Para o protagonista Deng, “é estranho pensar que vivemos isolados neste deserto e que nossos futuros estão nas mãos de pessoas desconhecidas que vão decidir por nossas vidas, resolver se o campo fecha ou permanece […]”. A potência de vida da infância e da juventude sensibiliza leitoras e leitores, a perspectiva crítica dos dois personagens empresta coragem para sustentar a confiança em uma solução justa. O desejo de um futuro, próprio do ser humano, e negado aos que estão em Kakuma, lateja nas falas das personagens.

Se essas e outras obras trazem ao leitor poéticas dolorosas, trazem também questionamentos necessários, possibilitando a formação crítica do leitor e a intervenção na realidade por meio da arte, ao debruçar-se sobre a experiência humana.
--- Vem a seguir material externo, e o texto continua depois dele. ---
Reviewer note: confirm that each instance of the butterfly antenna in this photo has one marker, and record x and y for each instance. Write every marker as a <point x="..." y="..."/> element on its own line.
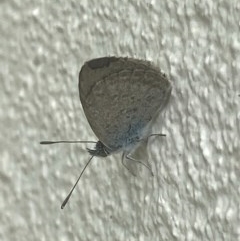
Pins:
<point x="70" y="193"/>
<point x="56" y="142"/>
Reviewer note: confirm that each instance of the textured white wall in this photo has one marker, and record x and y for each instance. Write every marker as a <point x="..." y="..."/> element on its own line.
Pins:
<point x="194" y="194"/>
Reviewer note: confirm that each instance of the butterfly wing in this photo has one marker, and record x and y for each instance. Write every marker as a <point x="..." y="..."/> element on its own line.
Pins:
<point x="120" y="96"/>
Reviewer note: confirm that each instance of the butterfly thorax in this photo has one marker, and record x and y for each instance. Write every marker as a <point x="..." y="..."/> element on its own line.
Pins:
<point x="100" y="150"/>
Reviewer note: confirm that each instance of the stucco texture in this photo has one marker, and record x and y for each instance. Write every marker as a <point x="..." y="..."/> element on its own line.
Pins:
<point x="194" y="193"/>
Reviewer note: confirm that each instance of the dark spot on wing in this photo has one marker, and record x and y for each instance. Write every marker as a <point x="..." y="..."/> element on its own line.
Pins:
<point x="101" y="62"/>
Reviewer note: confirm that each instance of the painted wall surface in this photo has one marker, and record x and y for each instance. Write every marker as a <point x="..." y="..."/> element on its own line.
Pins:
<point x="195" y="191"/>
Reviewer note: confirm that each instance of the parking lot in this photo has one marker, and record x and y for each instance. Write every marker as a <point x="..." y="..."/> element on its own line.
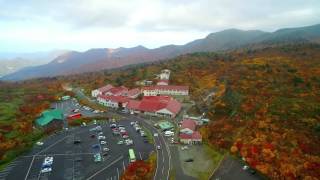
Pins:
<point x="76" y="161"/>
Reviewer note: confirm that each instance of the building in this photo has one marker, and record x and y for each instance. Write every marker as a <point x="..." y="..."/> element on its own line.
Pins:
<point x="117" y="91"/>
<point x="188" y="126"/>
<point x="194" y="138"/>
<point x="165" y="125"/>
<point x="101" y="90"/>
<point x="165" y="90"/>
<point x="113" y="101"/>
<point x="165" y="74"/>
<point x="162" y="106"/>
<point x="133" y="93"/>
<point x="163" y="82"/>
<point x="188" y="133"/>
<point x="52" y="118"/>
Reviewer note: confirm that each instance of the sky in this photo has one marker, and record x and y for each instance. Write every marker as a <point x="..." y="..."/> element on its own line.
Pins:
<point x="44" y="25"/>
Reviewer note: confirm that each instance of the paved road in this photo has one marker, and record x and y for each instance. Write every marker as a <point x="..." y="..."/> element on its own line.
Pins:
<point x="163" y="155"/>
<point x="231" y="169"/>
<point x="65" y="153"/>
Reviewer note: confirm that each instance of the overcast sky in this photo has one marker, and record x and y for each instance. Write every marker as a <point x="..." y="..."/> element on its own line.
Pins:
<point x="41" y="25"/>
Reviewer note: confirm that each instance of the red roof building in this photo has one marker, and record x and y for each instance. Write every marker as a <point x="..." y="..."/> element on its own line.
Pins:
<point x="188" y="126"/>
<point x="133" y="93"/>
<point x="101" y="90"/>
<point x="113" y="101"/>
<point x="165" y="90"/>
<point x="193" y="138"/>
<point x="163" y="82"/>
<point x="156" y="105"/>
<point x="117" y="91"/>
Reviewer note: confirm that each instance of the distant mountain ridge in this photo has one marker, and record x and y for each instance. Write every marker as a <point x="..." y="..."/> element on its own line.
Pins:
<point x="102" y="58"/>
Leonardo Tonus nos emprestou seus versos como epígrafe; dele vem igualmente o olhar de confiança com que se encerra este artigo. Na dedicatória de Diários em mar aberto, o texto é escrito e riscado, em movimento ambivalente de amarga constatação e confiante restauração. No pulso constante do destino humano, a possibilidade de nova escrita para fatos desastrosos é própria da literatura.

“a nós que/ não cessamos de nos tornar mais humanos” (No original: “à nous qui/ ne cessons de devenir plus humains”)

Maíra Lacerda
Designer e ilustradora. Professora no Instituto de Artes e Comunicação Social da UFF, com doutorado em Design pela PUC-Rio. Prêmio de tese pelo Museu da Casa Brasileira. Pesquisa os livros para crianças e jovens e a formação visual do leitor no laboratório LINC-Design.
Nilma Lacerda

Escritora, tradutora, professora, recebeu os prêmios Jabuti, Rio, Brasília de Literatura Infantojuvenil, entre outros. Trabalhou em várias universidades públicas, é colaboradora da UFF. Exerce a crítica de literatura para crianças e Jovens e mantém um Diário de navegação da palavra escrita na América Latina.